If you’re one of the 2 million people in the federal workforce, this post is designed to help you make the most of your retirement plan by understanding the Federal Employee Retirement System (FERS). As we head toward the end of the fiscal year, it’s a great time to revisit how FERS works and how you can maximize your benefits.


Breaking Down FERS: The Three Key Components

Before we dive into the details, let’s recap the basic structure of FERS. There are three main components that federal employees need to pay attention to:



  1. Pension: A defined benefit that provides income based on your years of service and salary.
  2. Thrift Savings Plan (TSP): A defined contribution plan, similar to a 401(k), where you can contribute pre-tax or post-tax (Roth) dollars.
  3. Social Security: Just like most employees, you’ll also receive Social Security benefits, so don’t forget to factor this into your retirement planning.

When thinking about retirement, it’s essential to plan not only for when to start your FERS pension but also when to tap into your TSP and file for Social Security. The coordination of these three components can make a big difference in your retirement income.


Maximizing Your FERS Benefits

Recently, I was asked by Money Geek how federal employees can maximize their retirement benefits. Two key strategies stand out:



  1. Maximize Your TSP Contributions: For 2024, you can contribute up to $23,000 to your TSP, with an additional $7,500 if you’re over 50 (catch-up contribution). The TSP is one of the most cost-effective retirement savings plans out there due to its low fees, so take full advantage of it!
  2. Know Your Full Retirement Age: Surprisingly, many people I talk to aren’t sure of their full retirement age (FRA) under FERS. Knowing this is crucial because it affects when you can receive your maximum pension benefit. For instance, retiring before age 62 or with fewer than 20 years of service could significantly reduce your pension payout.

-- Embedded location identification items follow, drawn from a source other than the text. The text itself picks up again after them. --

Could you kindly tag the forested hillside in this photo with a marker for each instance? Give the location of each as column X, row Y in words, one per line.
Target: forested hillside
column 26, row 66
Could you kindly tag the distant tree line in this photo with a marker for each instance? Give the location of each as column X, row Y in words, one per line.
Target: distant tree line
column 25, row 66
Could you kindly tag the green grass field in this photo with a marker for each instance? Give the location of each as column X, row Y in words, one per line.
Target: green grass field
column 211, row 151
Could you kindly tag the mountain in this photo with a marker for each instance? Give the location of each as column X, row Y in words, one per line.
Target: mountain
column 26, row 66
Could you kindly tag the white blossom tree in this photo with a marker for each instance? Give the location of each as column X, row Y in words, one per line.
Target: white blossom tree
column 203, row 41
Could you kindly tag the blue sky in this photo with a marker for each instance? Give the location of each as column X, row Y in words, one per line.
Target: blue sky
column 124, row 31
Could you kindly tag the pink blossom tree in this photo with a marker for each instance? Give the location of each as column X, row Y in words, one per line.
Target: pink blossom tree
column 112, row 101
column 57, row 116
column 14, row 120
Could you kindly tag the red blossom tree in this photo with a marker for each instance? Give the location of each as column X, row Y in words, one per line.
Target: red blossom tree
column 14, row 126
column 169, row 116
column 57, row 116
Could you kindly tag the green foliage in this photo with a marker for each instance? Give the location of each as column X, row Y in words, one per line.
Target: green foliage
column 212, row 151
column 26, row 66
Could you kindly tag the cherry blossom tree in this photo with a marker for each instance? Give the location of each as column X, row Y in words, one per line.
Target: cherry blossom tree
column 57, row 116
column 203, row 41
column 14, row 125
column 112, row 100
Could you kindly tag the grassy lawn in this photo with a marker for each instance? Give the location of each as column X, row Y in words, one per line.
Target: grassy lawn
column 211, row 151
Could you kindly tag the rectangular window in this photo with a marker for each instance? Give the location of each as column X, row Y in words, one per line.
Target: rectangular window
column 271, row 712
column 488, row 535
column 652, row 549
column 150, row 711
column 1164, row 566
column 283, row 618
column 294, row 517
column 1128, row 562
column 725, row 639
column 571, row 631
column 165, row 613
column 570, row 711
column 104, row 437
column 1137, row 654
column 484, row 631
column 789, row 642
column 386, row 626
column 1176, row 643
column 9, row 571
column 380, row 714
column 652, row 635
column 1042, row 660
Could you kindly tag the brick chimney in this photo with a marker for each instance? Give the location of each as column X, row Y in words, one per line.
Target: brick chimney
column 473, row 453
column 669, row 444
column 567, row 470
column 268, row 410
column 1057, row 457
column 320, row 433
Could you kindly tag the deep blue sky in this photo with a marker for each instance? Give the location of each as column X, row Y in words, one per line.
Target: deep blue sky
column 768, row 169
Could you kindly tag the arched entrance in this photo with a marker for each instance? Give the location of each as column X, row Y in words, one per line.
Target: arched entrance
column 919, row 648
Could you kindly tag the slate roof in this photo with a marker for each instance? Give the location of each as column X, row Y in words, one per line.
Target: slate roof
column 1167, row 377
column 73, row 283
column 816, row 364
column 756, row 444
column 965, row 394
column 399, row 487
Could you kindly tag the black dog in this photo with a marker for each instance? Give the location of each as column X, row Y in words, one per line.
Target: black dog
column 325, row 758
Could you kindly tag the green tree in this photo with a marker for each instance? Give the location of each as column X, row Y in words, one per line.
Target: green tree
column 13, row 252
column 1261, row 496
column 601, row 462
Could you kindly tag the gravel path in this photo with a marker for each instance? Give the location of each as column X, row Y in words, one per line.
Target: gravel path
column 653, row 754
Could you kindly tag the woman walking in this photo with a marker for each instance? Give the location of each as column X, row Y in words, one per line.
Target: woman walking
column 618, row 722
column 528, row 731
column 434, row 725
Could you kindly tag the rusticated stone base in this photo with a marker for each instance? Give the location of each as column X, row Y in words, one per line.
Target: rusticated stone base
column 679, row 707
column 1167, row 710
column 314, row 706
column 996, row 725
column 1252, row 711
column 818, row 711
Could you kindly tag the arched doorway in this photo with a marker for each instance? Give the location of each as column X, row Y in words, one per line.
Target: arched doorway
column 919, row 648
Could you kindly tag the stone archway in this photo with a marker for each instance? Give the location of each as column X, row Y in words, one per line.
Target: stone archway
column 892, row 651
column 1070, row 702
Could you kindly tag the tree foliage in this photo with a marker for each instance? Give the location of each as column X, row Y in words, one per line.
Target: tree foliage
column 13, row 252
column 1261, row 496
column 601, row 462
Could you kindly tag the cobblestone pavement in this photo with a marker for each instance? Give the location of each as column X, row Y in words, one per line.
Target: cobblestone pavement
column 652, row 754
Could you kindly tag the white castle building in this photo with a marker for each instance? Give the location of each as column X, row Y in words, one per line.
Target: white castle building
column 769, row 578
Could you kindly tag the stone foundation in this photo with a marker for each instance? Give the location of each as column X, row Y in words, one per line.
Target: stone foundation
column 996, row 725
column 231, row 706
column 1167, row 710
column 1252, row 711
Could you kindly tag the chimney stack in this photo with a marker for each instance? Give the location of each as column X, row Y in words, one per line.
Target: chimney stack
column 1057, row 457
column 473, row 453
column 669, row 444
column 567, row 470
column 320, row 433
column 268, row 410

There are some important distinctions to be aware of, particularly if you retire before age 62 or with fewer than 20 years of service. For example, retiring at 61 with 19 years of service gives you only 19% of your high-3 salary as a pension. However, waiting one more year to reach age 62 and 20 years of service increases that to 22%—a 15% boost in your pension for life! That extra year could be well worth it.


Understanding Your High-3 Average Salary

Your pension is based on your high-3 average salary, which is the average of your three highest consecutive years of earnings. While this is often your final three years, it’s not always the case. It’s important to accurately estimate your high-3 salary when planning your retirement.


Additionally, if you’ve had military service, you can potentially add military service credits to your federal service time. This could increase your pension benefit, so be sure to check your service record to ensure all your years are accounted for.


Special Considerations for Specific Roles

Certain federal roles, such as law enforcement officers, firefighters, and nuclear materials couriers, are eligible for enhanced pension benefits. For example, they receive 1.7% of their high-3 salary for the first 20 years of service, compared to 1% for most employees. Members of Congress are also eligible for the 1.7% rate, making it important to know which category you fall into.


Steps to Take in the Years Leading Up to Retirement

As you approach retirement, there are four steps you should focus on to ensure you’re on track:



  1. Maximize Your TSP Contributions: The more you contribute, the more you’ll have for retirement. For those over 50, make sure you’re taking advantage of the catch-up contribution.
  2. Confirm Your Full Retirement Age: Double-check your FERS records to know exactly when you’re eligible for full retirement. Don’t rely on hearsay—verify the information yourself.
  3. Estimate Your High-3 Salary and Years of Service: This will help you calculate your expected pension. Make sure your service record is accurate with the Office of Personnel Management (OPM) to avoid any surprises.
  4. Consult a Financial Advisor: It’s always a good idea to work with someone who understands federal employee benefits. A Chartered Federal Employee Benefits Consultant can help you navigate the specific rules that apply to you.

Common Mistakes Federal Employees Make in Retirement Planning

Over the years, I’ve seen federal employees make several common mistakes in retirement planning. One of the biggest is failing to adjust their TSP investments as they approach retirement. Many people keep their TSP allocation at the same risk level they had in their 20s, even when they’re nearing retirement age. Be sure to reassess your risk tolerance as your retirement date approaches.


Another frequent mistake is not planning for the transition from a paycheck to a pension. It can take several months for your FERS pension to start, so having a financial cushion to cover this gap is crucial.


Plan Ahead and Get Expert Help

As you prepare for retirement, whether you’re a federal employee, military personnel, or transitioning to corporate work, the same principles apply: know the rules, do the math, and follow the plan.


By maxing out your TSP contributions, understanding your full retirement age, and working with a knowledgeable financial advisor, you can ensure a smooth transition into retirement. Remember, the choices you make in the years leading up to retirement will impact your income for the rest of your life. Make sure you’re making informed decisions based on your specific situation.